Defence Ministry refuses to disclose its findings on electronic voting machines to federal audit court, local media report.
Brazil’s federal audit court (TCU) has asked the Defence Ministry to provide its report on Brazil’s electronic voting machines used during this month’s election, which President Jair Bolsonaro has attacked as vulnerable to fraud.
The TCU sought a copy of the report in a request seen by the Reuters news agency on Tuesday and said that after a military inspection of the voting machines on election day, “state security will be strengthened with the disclosure of such information.”
The TCU press office confirmed it had made the request.
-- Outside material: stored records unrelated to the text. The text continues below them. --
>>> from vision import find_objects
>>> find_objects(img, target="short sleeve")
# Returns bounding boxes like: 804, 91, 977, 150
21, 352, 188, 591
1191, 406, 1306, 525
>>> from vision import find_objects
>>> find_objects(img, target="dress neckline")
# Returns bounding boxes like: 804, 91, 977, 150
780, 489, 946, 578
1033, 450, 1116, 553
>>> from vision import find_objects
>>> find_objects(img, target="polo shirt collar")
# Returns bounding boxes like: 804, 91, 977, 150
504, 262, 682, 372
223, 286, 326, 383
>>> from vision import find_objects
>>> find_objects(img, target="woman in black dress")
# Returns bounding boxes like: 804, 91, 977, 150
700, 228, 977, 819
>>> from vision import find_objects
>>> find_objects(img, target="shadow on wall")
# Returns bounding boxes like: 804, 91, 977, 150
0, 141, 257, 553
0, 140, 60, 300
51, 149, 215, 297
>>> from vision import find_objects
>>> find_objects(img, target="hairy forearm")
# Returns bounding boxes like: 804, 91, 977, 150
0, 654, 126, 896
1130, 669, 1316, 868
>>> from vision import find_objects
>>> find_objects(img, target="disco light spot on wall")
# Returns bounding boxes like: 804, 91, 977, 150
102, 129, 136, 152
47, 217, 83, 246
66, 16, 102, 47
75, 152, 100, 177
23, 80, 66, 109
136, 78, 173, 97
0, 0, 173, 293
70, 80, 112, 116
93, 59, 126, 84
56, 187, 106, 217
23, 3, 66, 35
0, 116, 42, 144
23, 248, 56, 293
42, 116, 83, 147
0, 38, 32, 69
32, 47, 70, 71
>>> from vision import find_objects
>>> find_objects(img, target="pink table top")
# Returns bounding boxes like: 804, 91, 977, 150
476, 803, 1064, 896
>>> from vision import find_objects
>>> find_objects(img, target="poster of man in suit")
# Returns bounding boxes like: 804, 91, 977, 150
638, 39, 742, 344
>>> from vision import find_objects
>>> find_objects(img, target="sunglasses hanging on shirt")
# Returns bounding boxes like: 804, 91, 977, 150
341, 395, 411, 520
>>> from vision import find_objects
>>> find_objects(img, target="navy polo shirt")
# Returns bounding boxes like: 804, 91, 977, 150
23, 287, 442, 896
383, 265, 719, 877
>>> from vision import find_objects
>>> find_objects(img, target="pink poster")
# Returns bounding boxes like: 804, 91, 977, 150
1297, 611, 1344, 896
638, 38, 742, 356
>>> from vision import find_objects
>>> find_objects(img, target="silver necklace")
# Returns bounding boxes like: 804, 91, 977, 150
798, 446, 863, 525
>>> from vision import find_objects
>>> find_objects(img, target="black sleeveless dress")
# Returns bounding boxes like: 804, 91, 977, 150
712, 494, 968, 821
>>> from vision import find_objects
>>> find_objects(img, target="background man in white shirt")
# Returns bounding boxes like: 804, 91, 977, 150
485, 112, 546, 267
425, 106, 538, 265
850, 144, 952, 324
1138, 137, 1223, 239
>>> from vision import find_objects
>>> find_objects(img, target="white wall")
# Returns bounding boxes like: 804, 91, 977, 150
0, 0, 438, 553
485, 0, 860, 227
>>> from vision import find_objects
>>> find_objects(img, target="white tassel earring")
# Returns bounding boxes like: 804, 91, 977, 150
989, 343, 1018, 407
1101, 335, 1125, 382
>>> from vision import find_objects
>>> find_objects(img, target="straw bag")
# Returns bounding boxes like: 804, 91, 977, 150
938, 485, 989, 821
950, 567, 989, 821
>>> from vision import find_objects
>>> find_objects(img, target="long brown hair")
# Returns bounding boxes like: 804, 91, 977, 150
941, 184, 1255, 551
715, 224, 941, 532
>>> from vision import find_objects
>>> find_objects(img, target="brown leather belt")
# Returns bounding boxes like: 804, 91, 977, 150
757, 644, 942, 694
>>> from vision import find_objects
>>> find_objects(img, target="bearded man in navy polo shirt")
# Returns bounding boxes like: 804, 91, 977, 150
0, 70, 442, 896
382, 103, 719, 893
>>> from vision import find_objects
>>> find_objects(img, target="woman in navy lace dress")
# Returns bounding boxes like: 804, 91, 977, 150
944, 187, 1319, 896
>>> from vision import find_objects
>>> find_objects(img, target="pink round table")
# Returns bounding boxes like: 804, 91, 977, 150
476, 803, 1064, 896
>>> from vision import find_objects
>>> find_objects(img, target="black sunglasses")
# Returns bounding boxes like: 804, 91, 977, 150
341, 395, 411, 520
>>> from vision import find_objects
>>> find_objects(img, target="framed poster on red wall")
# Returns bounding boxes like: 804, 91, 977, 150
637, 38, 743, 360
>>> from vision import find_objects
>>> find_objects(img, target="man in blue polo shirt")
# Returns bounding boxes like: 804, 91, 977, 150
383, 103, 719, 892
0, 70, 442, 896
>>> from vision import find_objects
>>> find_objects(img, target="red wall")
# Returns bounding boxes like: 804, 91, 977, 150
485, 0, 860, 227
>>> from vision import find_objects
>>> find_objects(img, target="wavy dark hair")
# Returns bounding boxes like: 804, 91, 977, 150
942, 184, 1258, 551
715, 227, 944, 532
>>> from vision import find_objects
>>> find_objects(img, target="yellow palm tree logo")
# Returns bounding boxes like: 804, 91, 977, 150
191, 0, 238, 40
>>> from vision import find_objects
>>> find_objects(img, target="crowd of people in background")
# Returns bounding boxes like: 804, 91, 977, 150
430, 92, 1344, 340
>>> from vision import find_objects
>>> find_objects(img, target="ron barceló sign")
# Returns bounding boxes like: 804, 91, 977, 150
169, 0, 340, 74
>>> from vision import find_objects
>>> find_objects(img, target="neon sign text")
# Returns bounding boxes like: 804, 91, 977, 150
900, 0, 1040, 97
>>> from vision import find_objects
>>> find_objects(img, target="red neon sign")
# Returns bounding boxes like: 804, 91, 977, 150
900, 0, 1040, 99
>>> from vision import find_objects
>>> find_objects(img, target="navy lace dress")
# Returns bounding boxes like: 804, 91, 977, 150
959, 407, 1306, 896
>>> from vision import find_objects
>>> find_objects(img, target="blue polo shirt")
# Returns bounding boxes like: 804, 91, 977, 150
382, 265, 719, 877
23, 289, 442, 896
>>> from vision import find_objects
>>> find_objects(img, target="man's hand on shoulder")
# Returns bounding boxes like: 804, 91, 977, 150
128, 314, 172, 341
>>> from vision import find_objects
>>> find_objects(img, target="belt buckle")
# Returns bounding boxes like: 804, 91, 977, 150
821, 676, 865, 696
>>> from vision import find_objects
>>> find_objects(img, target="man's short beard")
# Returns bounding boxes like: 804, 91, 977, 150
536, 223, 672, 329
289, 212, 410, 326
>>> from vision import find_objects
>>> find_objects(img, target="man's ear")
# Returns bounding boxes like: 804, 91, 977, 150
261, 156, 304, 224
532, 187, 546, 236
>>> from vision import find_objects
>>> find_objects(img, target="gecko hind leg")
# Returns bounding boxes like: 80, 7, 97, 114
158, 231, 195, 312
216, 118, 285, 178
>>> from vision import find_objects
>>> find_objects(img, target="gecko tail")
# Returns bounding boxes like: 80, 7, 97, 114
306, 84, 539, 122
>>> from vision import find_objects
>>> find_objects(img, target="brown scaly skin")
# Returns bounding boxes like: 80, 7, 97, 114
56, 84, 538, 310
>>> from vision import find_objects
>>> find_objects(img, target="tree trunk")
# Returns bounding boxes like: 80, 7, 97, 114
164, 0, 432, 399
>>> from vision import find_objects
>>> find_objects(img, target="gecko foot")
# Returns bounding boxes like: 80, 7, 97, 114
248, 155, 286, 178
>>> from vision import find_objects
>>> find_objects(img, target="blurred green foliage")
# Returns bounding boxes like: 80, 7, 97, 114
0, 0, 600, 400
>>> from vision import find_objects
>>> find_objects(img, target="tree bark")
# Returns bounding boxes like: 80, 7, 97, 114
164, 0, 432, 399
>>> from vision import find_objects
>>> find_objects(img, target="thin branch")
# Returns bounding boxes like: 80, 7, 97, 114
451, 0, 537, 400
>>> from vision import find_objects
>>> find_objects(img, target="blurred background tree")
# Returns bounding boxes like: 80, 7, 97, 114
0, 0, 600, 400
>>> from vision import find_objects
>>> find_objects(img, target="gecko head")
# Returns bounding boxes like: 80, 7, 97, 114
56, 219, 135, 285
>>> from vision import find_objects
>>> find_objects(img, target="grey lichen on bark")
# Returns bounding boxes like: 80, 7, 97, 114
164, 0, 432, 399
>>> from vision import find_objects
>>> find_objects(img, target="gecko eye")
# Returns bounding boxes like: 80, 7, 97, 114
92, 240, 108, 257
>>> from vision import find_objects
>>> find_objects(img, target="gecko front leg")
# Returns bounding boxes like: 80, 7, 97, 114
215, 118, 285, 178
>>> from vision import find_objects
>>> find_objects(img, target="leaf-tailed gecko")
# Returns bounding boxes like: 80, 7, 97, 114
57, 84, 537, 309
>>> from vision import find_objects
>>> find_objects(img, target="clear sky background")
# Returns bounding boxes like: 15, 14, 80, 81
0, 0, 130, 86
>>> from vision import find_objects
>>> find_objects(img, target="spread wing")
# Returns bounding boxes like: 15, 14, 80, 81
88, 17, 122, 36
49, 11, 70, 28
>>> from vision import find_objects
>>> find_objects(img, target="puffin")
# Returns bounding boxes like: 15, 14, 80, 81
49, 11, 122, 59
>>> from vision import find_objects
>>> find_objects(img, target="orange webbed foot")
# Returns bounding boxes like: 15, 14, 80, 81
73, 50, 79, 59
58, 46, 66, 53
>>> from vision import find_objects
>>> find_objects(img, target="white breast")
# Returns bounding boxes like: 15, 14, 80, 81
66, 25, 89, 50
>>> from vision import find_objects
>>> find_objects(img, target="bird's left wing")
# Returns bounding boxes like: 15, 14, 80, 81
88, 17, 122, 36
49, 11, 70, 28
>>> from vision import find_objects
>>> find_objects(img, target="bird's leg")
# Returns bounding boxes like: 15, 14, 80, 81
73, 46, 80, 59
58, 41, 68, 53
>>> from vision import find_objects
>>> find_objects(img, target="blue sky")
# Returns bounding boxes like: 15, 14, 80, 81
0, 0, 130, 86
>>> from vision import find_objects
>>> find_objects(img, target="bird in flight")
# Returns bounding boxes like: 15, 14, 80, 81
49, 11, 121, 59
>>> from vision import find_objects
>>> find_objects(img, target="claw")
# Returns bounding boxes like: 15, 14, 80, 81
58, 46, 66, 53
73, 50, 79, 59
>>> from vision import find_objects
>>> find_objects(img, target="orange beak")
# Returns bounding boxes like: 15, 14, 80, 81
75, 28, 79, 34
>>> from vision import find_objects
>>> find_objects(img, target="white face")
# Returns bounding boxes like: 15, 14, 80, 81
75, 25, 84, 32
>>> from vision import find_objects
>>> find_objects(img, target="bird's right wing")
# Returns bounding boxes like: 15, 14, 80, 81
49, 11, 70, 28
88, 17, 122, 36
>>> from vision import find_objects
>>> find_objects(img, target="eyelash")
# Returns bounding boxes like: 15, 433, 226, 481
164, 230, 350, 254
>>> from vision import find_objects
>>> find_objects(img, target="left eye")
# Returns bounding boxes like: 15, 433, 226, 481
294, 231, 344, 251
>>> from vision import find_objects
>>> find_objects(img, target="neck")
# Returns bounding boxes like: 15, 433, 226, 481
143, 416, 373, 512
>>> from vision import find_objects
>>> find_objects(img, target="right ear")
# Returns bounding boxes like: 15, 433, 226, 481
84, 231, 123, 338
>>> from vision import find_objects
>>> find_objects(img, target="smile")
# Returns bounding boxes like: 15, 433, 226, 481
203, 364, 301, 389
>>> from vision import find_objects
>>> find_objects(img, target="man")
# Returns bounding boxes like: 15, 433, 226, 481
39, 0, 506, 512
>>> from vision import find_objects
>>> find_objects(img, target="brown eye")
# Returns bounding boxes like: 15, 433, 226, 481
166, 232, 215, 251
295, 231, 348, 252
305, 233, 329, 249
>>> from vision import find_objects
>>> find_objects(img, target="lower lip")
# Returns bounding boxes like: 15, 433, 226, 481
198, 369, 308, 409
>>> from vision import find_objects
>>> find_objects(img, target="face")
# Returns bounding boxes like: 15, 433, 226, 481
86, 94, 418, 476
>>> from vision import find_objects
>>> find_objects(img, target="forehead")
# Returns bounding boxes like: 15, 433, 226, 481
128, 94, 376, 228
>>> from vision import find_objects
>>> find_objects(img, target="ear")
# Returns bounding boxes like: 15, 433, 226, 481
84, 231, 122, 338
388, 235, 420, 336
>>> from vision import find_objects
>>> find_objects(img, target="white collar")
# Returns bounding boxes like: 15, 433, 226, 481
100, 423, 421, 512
Brazilian media reported the Defence Ministry has refused to disclose the findings of its review or comment on its status.
Newspaper O Globo reported on Tuesday that the ministry had told Bolsonaro that the inspection of the results from 385 machines had found nothing irregular, and the president had not authorised public disclosure of their findings.
O Globo’s report, in a column, was based on the accounts of three unnamed generals, one of whom said Bolsonaro had asked the military to look further for irregularities.
Bolsonaro told reporters he had not received the document and called the media reports “an invention.”
October 30 run-off
The far-right populist president has criticised the electronic voting machines and the Supreme Court justices that run the national electoral authority for opposing a return to paper ballots.
There has never been fraud detected in the electronic system and Bolsonaro has failed to present new evidence of such a risk.
Bolsonaro has charged that the justices favour his leftist rival, former president Luis Inacio Lula da Silva, stirring fears that he could contest the result if he is defeated.
Lula led the first round of the presidential election with 48 percent of the votes to Bolsonaro’s 43 percent and the race now goes to an October 30 run-off vote.